Además, el acervo comunitario estaba integrado por un conjunto de acuerdos que reflejaban un cierto equilibrio de intereses entre los seis países fundadores de la CEE.
Con la culminación del período transitorio del Reino Unido -país a cuyos intereses manifiestamente no se adaptaba el acervo comunitario- se ha planteado con toda su crudeza la. necesidad de reajustar el equilibrio político en la Comunidad.
Legitimidad democrática
La CEE se enfrenta a una crisis de identidad que sólo puede saldarse bien con su desintegración paulatina en una zona de libre cambio o bien con un salto adelante que impulse la construcción europea en las realidades y en el ambiente político de hoy.
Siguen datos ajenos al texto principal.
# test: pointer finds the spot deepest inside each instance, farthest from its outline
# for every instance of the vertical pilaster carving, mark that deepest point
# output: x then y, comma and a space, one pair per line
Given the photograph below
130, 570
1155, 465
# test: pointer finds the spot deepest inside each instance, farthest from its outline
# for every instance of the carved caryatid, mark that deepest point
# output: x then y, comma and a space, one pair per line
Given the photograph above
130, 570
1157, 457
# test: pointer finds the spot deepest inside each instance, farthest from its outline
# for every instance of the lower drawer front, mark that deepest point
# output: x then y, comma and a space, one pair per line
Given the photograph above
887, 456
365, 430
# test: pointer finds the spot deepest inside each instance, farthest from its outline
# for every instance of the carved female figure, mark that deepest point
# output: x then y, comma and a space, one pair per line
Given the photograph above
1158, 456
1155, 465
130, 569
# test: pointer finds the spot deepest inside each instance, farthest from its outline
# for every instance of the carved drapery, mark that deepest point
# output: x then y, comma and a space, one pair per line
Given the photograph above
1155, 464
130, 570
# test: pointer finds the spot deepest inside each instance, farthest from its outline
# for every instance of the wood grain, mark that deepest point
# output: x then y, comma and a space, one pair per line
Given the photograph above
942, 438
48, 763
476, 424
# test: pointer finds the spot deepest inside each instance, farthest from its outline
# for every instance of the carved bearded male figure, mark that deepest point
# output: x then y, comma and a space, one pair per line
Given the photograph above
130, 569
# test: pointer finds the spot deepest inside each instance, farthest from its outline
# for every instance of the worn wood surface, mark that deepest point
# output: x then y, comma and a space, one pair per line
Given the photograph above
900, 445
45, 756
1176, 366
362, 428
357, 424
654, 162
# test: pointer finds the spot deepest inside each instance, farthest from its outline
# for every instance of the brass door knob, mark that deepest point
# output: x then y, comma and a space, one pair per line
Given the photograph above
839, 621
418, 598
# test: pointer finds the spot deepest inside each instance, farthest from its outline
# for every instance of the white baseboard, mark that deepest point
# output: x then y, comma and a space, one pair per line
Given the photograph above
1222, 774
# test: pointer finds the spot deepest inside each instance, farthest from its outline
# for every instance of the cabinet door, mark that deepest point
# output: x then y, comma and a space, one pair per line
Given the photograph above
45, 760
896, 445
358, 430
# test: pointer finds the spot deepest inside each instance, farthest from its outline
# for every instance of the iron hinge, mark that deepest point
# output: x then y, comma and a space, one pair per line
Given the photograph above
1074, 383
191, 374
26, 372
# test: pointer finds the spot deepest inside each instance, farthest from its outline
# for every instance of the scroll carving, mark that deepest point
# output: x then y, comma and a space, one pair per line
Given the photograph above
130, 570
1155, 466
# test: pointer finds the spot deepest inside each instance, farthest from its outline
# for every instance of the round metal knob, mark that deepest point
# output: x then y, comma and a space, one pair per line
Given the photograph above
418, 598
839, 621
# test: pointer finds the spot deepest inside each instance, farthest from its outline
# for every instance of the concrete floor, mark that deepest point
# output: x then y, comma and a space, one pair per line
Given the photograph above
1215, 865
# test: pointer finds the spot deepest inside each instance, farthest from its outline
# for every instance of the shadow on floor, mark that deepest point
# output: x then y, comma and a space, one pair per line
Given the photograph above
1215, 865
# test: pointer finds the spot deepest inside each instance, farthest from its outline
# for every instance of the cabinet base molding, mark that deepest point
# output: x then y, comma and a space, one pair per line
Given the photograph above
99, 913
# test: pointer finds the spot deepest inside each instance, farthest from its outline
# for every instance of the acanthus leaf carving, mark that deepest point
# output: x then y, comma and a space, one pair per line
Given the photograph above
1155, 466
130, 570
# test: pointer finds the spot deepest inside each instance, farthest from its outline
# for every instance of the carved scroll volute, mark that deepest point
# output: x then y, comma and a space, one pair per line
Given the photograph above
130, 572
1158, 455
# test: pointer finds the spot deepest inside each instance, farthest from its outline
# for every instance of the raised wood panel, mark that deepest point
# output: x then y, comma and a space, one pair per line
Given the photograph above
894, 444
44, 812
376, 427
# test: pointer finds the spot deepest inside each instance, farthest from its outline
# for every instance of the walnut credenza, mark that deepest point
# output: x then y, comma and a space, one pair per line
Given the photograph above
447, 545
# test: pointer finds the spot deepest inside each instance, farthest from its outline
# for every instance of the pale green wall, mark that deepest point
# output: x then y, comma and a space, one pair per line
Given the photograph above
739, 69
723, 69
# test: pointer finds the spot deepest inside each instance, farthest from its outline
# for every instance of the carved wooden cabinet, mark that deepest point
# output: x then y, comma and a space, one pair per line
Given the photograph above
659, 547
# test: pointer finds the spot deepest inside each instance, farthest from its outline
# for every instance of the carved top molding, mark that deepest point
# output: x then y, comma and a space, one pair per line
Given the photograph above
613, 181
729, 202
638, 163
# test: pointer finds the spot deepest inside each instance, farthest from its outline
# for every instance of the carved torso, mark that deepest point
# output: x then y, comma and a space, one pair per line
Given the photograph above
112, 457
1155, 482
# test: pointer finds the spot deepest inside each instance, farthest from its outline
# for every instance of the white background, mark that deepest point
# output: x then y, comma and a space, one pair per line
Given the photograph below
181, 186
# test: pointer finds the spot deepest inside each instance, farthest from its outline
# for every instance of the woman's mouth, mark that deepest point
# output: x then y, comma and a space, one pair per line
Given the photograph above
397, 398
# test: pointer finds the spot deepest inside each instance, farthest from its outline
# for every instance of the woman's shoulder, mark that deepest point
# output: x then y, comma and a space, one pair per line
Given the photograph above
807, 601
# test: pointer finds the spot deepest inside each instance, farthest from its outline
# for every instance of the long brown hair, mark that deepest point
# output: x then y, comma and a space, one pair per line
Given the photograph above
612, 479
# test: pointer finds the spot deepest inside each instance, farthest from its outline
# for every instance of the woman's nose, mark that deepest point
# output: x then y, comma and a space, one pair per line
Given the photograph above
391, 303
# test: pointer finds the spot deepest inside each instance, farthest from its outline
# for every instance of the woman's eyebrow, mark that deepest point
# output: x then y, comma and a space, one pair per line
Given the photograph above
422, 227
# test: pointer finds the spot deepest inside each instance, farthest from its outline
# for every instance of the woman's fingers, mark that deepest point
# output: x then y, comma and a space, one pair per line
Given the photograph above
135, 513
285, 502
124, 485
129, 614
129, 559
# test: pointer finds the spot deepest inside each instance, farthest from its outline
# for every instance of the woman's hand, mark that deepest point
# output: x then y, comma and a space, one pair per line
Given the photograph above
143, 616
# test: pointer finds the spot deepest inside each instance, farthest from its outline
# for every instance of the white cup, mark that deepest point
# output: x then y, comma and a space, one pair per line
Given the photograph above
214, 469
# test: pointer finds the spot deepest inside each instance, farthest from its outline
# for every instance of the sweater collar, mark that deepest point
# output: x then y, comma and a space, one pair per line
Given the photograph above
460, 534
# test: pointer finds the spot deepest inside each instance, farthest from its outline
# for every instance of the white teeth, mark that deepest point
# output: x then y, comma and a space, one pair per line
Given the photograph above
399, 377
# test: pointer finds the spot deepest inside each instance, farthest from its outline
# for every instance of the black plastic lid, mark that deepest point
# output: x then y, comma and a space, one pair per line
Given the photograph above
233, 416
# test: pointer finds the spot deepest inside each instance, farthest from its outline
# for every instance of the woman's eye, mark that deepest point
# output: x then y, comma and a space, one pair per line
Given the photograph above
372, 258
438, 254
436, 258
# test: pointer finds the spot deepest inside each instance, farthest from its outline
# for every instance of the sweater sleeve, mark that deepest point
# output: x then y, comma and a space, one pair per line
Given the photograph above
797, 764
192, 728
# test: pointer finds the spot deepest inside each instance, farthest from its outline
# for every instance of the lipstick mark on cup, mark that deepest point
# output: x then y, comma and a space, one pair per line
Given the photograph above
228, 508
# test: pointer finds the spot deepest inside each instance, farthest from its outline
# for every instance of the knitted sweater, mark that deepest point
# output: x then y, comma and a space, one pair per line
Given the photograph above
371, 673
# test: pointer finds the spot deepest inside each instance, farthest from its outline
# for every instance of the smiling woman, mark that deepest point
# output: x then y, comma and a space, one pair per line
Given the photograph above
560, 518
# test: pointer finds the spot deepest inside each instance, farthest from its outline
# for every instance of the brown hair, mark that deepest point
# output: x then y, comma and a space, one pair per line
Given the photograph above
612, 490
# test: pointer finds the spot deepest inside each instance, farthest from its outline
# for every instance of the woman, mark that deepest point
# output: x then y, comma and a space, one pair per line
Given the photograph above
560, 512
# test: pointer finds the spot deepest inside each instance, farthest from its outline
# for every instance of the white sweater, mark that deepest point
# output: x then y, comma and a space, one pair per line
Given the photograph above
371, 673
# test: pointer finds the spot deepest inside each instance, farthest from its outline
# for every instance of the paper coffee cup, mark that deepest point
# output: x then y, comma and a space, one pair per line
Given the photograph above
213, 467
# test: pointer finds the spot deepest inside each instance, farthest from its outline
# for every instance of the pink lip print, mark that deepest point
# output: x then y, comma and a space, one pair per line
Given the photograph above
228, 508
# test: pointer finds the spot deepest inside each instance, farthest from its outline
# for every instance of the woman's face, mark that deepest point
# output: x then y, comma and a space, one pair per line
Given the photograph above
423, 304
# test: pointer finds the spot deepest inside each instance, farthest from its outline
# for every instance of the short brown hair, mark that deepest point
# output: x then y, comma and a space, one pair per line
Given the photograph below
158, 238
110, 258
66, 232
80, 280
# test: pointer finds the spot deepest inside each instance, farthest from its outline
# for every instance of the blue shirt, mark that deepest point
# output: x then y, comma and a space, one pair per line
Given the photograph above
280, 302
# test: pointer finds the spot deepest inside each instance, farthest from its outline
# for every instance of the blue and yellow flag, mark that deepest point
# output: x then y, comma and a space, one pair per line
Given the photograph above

En su esencia, Europa tiene que rechazar el asalto de los egoísmos nacionales y volver al espíritu solidario de sus "padres fundadores"; en sus objetivos, Europa tiene que adaptarse a la modernidad tecnológica, y, en sus métodos, Europa tiene que reforzar el contenido democrático de sus instituciones, con el retorno al voto por mayoría y con la transferencia progresiva a las instituciones existentes de poderes reservados hasta ahora a los Gobiernos nacionales. En este contexto de vanguardia surge el interrogante sobre qué papel puede jugar el Parlamento Europeo en el diseño de la respuesta comunitaria a los nuevos desafíos de su economía y de su sociedad.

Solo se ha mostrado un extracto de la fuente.